Whedon’s version, by contrast, does not hurry over this scene. It lingers, letting us absorb the fear and humiliation on Jillian Morgese’s face as Hero is thrown to the ground by the man she had intended to marry. Music is used minimally, and the fraught silence that replaces it draws us into the scene, allowing us to feel much as we would actually feel if we witnessed a woman being suddenly and unexpectedly abused, scorned and humiliated by her would-be husband.
The one downside of this approach is that it makes the eventual reconciliation, when Hero and Claudio finally marry in the final scene of the play, that much more implausible.

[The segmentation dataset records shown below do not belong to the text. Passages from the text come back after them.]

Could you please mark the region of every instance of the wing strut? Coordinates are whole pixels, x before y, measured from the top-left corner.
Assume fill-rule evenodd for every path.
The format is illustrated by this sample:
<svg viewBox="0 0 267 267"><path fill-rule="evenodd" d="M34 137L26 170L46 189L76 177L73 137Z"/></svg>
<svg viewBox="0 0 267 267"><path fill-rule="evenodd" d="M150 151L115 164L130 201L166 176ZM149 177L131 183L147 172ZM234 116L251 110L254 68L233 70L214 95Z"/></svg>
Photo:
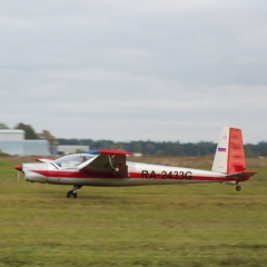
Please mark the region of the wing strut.
<svg viewBox="0 0 267 267"><path fill-rule="evenodd" d="M119 168L115 168L113 167L113 165L112 165L112 161L111 161L111 159L113 158L113 156L112 157L110 157L110 155L108 155L108 158L109 158L109 164L110 164L110 167L115 170L115 171L119 171Z"/></svg>

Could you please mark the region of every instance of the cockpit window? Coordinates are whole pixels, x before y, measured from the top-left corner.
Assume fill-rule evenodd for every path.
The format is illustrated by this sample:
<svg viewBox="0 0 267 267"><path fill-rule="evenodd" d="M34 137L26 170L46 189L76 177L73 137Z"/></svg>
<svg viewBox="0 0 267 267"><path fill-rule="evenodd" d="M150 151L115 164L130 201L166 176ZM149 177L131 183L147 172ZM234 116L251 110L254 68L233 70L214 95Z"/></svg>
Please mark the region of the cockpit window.
<svg viewBox="0 0 267 267"><path fill-rule="evenodd" d="M92 155L87 154L75 154L70 156L66 156L55 160L53 162L61 168L75 168L78 165L87 161L88 159L92 158Z"/></svg>

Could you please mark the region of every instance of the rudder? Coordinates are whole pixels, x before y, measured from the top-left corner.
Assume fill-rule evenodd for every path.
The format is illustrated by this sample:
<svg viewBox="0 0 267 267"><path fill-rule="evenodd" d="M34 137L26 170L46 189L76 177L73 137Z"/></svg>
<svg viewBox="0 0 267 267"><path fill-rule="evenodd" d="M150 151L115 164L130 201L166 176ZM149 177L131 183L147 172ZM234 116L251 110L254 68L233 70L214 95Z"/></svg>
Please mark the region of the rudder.
<svg viewBox="0 0 267 267"><path fill-rule="evenodd" d="M238 174L246 170L241 129L222 128L211 170L225 175Z"/></svg>

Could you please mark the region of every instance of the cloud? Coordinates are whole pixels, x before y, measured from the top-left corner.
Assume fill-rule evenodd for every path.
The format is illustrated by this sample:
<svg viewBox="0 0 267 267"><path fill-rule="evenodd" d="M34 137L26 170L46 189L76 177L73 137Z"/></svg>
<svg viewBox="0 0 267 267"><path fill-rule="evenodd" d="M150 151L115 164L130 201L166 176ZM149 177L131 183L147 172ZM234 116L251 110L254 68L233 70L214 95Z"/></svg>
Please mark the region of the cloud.
<svg viewBox="0 0 267 267"><path fill-rule="evenodd" d="M264 1L8 1L0 121L57 137L266 139Z"/></svg>

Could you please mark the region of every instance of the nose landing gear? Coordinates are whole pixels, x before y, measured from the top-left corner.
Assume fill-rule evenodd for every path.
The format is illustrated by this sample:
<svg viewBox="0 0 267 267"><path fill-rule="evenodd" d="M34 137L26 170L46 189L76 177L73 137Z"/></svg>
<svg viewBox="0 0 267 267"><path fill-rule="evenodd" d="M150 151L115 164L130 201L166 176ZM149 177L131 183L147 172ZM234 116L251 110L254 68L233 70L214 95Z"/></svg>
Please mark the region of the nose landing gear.
<svg viewBox="0 0 267 267"><path fill-rule="evenodd" d="M80 189L82 186L73 186L73 190L67 192L67 198L77 198L77 190Z"/></svg>

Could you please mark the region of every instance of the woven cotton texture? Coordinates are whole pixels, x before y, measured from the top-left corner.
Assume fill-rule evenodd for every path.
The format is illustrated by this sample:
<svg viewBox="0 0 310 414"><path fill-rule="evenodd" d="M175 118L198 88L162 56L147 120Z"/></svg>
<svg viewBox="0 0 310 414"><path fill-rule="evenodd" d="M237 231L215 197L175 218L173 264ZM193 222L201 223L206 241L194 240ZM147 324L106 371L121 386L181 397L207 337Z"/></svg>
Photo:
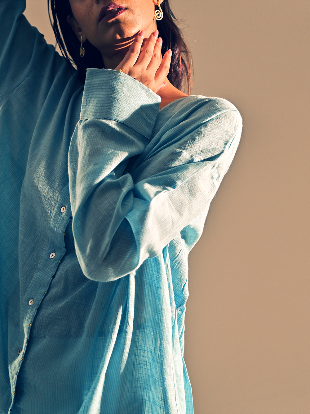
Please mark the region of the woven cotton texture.
<svg viewBox="0 0 310 414"><path fill-rule="evenodd" d="M0 1L0 412L191 414L187 256L240 114L160 110L117 71L84 87L25 7Z"/></svg>

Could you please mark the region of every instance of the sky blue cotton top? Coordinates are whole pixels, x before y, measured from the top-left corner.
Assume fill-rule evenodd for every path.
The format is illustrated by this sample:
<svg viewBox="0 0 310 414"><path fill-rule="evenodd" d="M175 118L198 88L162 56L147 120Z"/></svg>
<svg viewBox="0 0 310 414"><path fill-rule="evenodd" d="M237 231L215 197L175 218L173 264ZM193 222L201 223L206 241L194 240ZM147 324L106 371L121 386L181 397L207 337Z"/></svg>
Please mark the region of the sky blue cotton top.
<svg viewBox="0 0 310 414"><path fill-rule="evenodd" d="M190 414L187 256L240 116L159 110L113 70L84 86L25 6L0 1L0 412Z"/></svg>

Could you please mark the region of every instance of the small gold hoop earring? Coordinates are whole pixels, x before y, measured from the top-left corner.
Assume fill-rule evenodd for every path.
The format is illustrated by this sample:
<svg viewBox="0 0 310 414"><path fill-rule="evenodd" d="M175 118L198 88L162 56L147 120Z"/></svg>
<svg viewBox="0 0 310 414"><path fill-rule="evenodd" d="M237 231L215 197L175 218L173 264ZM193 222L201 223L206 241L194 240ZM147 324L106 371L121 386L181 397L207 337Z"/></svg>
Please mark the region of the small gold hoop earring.
<svg viewBox="0 0 310 414"><path fill-rule="evenodd" d="M85 49L83 47L83 37L81 38L81 47L80 48L80 56L81 58L83 58L85 54Z"/></svg>
<svg viewBox="0 0 310 414"><path fill-rule="evenodd" d="M159 1L160 0L158 0L158 4L157 5L158 6L159 10L155 10L155 13L154 13L155 18L157 20L161 20L164 17L164 13L162 12L162 8L160 7L160 5L159 4Z"/></svg>

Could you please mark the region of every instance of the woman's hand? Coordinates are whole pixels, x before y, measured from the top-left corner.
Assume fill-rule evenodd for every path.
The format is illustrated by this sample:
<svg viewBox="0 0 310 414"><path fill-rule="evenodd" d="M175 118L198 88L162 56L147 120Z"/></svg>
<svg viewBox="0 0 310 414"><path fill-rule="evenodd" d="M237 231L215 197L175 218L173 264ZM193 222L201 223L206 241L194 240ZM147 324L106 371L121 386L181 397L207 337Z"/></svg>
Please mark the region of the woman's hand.
<svg viewBox="0 0 310 414"><path fill-rule="evenodd" d="M136 36L125 57L115 70L121 69L122 72L136 78L157 93L167 84L165 80L169 72L172 53L169 49L162 59L160 51L162 39L160 37L157 39L157 29L150 36L141 51L144 33L142 30Z"/></svg>

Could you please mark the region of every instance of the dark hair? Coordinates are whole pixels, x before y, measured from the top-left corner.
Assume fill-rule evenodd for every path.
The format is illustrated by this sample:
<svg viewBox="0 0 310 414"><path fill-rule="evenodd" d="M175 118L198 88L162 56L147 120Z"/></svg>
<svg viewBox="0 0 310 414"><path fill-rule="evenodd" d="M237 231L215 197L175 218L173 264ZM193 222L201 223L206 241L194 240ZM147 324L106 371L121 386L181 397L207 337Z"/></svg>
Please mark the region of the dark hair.
<svg viewBox="0 0 310 414"><path fill-rule="evenodd" d="M53 21L50 13L50 5ZM68 63L75 64L79 78L85 81L87 67L101 69L104 67L99 51L88 40L83 44L85 55L80 56L81 42L67 21L67 16L72 12L69 0L48 0L48 14L59 48ZM172 51L172 60L168 79L178 89L184 89L189 94L191 85L191 59L188 48L181 32L176 24L177 19L170 8L168 0L165 0L161 7L164 17L158 21L157 28L162 39L163 54L169 49Z"/></svg>

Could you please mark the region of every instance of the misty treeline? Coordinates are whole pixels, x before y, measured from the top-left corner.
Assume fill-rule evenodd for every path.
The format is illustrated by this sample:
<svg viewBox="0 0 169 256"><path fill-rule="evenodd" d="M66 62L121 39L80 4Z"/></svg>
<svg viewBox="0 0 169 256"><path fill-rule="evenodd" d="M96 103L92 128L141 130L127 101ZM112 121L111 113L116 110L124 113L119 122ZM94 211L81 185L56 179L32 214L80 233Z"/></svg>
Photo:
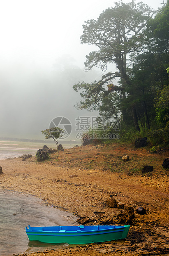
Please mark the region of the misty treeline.
<svg viewBox="0 0 169 256"><path fill-rule="evenodd" d="M99 111L100 122L120 117L126 140L144 130L153 144L167 144L169 0L156 11L142 2L114 3L83 26L81 43L97 47L86 56L86 69L104 73L99 81L74 85L82 98L76 107ZM106 72L110 64L116 69Z"/></svg>
<svg viewBox="0 0 169 256"><path fill-rule="evenodd" d="M65 116L74 125L79 111L74 106L80 97L72 85L97 79L98 72L84 71L68 55L56 59L52 70L23 61L0 62L1 137L44 140L41 131L57 116Z"/></svg>

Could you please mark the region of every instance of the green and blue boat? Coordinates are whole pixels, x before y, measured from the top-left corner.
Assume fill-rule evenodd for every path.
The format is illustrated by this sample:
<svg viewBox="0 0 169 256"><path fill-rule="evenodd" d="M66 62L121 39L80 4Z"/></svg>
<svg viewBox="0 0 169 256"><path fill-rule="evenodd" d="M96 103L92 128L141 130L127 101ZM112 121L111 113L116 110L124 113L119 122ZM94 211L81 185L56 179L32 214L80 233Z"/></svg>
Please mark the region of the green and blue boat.
<svg viewBox="0 0 169 256"><path fill-rule="evenodd" d="M125 238L130 225L68 226L26 228L30 241L44 243L91 244Z"/></svg>

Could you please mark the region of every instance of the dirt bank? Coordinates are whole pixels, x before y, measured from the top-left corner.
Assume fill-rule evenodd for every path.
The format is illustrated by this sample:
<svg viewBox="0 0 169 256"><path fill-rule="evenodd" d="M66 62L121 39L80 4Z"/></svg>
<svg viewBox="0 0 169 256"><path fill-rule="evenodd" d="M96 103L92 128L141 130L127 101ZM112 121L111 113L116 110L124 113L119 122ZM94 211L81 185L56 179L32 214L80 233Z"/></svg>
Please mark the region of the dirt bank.
<svg viewBox="0 0 169 256"><path fill-rule="evenodd" d="M123 162L122 157L127 154L130 160ZM101 217L108 221L123 212L107 206L105 201L110 197L133 207L135 218L124 240L32 256L169 255L169 170L161 165L169 157L168 151L151 154L117 144L73 148L50 156L39 163L34 157L0 161L0 188L35 195L45 204L88 216L92 220L88 225L100 224ZM142 174L140 168L146 165L153 166L153 171ZM145 215L137 213L139 206L146 209Z"/></svg>

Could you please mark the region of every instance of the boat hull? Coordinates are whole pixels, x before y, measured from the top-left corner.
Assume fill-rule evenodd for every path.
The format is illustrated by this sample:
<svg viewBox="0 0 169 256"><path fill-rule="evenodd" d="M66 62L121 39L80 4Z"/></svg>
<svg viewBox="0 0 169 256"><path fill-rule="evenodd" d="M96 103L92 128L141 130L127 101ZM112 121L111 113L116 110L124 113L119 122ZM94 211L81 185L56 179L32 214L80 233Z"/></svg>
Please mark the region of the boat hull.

But by not glossing over the dark psychology of Shakespeare’s play, by portraying it realistically and not being afraid to discomfort his audience in the middle of an ostensible comedy, Whedon leaves us with a sense that we’re witnessing something that might have really happened. Branagh’s film seems to take place in a different world, a spectacular, theatrical world, but Whedon’s film takes place in this world and believably depicts realistic people behaving in believable and, in some cases, all-too-familiar ways.
In his book on Shakespeare, Girard wrote that in the world of the theater, what is mimetic and what is dramatic tend to be synonymous. In other words, the kind of conflict that results from the envy, paranoia and suspicion of a character like Claudio, or Nick Bottom, or Proteus in The Two Gentlemen of Verona, is the engine that drives drama. The narrative structure of Shakespeare’s plays is built on the structure of mimetic desire.
Conversely, when dramatic things happen in real life, when people find themselves in stories, it’s because they’ve become trapped like Hero and Claudio in a crisis of desire.
What I began to realize on that morning as I watched Skyler cry on the floor of his room—and later that afternoon, after my last final, when most of us came to him and apologized—is that Shakespeare wasn’t just a spinner of highly stylized stories. He was describing real things that happened to real people. Branagh’s film doesn’t fully seem to grasp this. But Whedon’s does.